Student Thoughts: Sea ice loss could mean the death of polar bears

Ana Barrios / Contributing Writer

opinion@fiusm.com

As global warming causes temperatures to increase, bringing about unbearable heat here in Miami, polar bears in cold climate areas are struggling to survive.

Recent studies show that polar bears do not have the metabolism to adapt to a warming world. Polar bears depend on ever-melting sea ice for denning; female polar bears create dens during the fall in order to give birth, then emerge in spring once their newborn cubs are strong enough to trek upon the sea ice.

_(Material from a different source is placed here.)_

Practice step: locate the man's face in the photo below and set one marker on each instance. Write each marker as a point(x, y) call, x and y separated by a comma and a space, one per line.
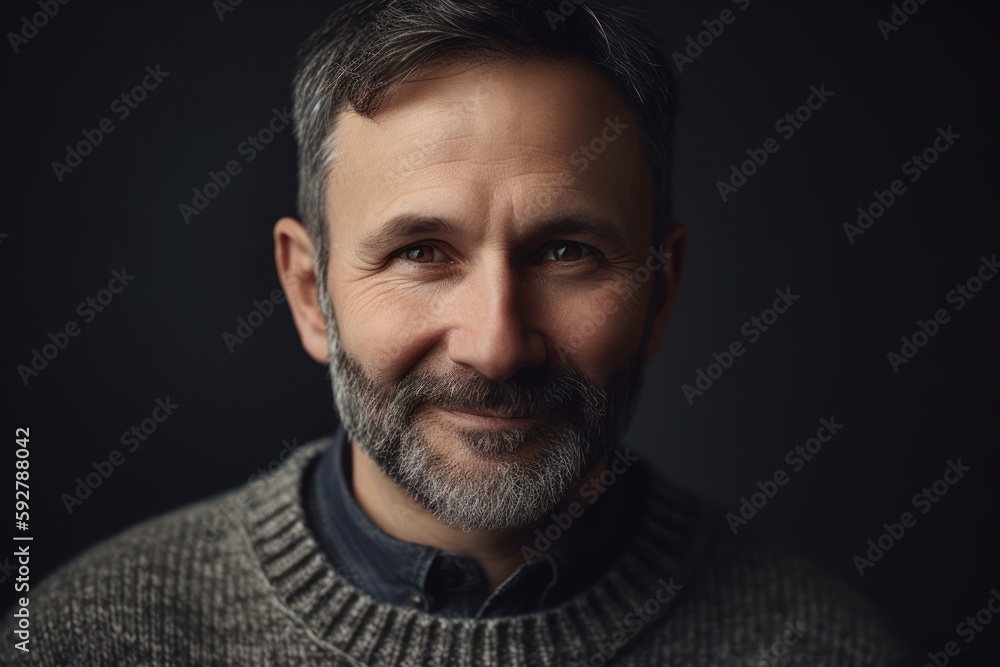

Polar bears also depend on the sea ice for hunting, as it gives access to their main food source: seals. However, because sea ice is melting, many bears enter a state called “walking hibernation.”

Walking hibernation is a state polar bears undertake during the summer and fall when they can’t access food without lowering their body temperature. As a result, this causes their metabolism to slow. Without the proper diet, polar bears lose their strength if they do not receive the daily calorie intake they need to survive the Arctic cold during the winter.

Low metabolism risks a polar bear’s ability to resist the cold. As temperatures decrease during the winter, the bears don’t have the strength to survive due to starvation and not being able to store up enough fat reserves to keep warm.

With sea ice melting and cutting off entry in being able to hunt, some polar bears have no choice but to take dire yet grotesque measures: eat each other.

Having no way of hunting prey and suffering from starvation while waiting to see if any food would come to them, some polar bears have turned toward cannibalism: one of them will live while the other ends up being dinner.

If the ice loss isn’t resolved, the bears may perhaps be lead in eating their own young and directing their own population toward extinction where future generations of humans might not see a single polar bear. This is one of the reasons why the polar bear population is decreasing which has caused it to be under a vulnerable state for polar bears are a threatened species.

Sea ice loss also affects polar bears by forcing them to swim longer distances as they struggle to find land; they would be burning too much energy and thus get tired easily in which they could drown. The average distance a polar bear can swim is 155 kilometers, according to researchers who performed a study on polar bears in the southern Beaufort Sea off Alaska.

It is hard for bears to find land – crumbling ice does not provide enough stability under a bear’s weight. No ice means polar bears have no choice but to keep swimming until they can find land, increasing the risk of drowning.

For the purpose of helping polar bears from sea ice losses, a solution suggested by a number of people is the implementation of floating platforms.

Floating platforms can keep polar bears from drowning by providing stability and a place to rest. Unfortunately, rafts are not a viable solution, since it won’t solve their hunting dilemma. The rafts would not provide polar bears a chance to catch prey, but simply block them from gathering food.

Polar bears also rely on the ice for breeding and denning.  Sea ice is important not only to provide a way for polar bears to obtain food but also is an integral part of the Arctic ecosystem. Within the ice, salt generates bubbles which allow microorganisms to grow – they play a significant role in the arctic food chain. So, floating platforms are not a good idea to use in saving the bears for they would block them from retrieving the necessary nutrients they need to live.

Each day that passes by, a polar bear suffers because of the burning of fossil fuel. With the melting of sea ice comes the risk of sea levels rising and polar bears dying from hunger and drowning. If carbon emissions aren’t reduced, the polar bears will cease to exist by the end of the century.

To give polar bears a future, we should be a part of saving our planet and find ways in becoming green so they can be protected. The life of a polar bear depends on us changing our ways.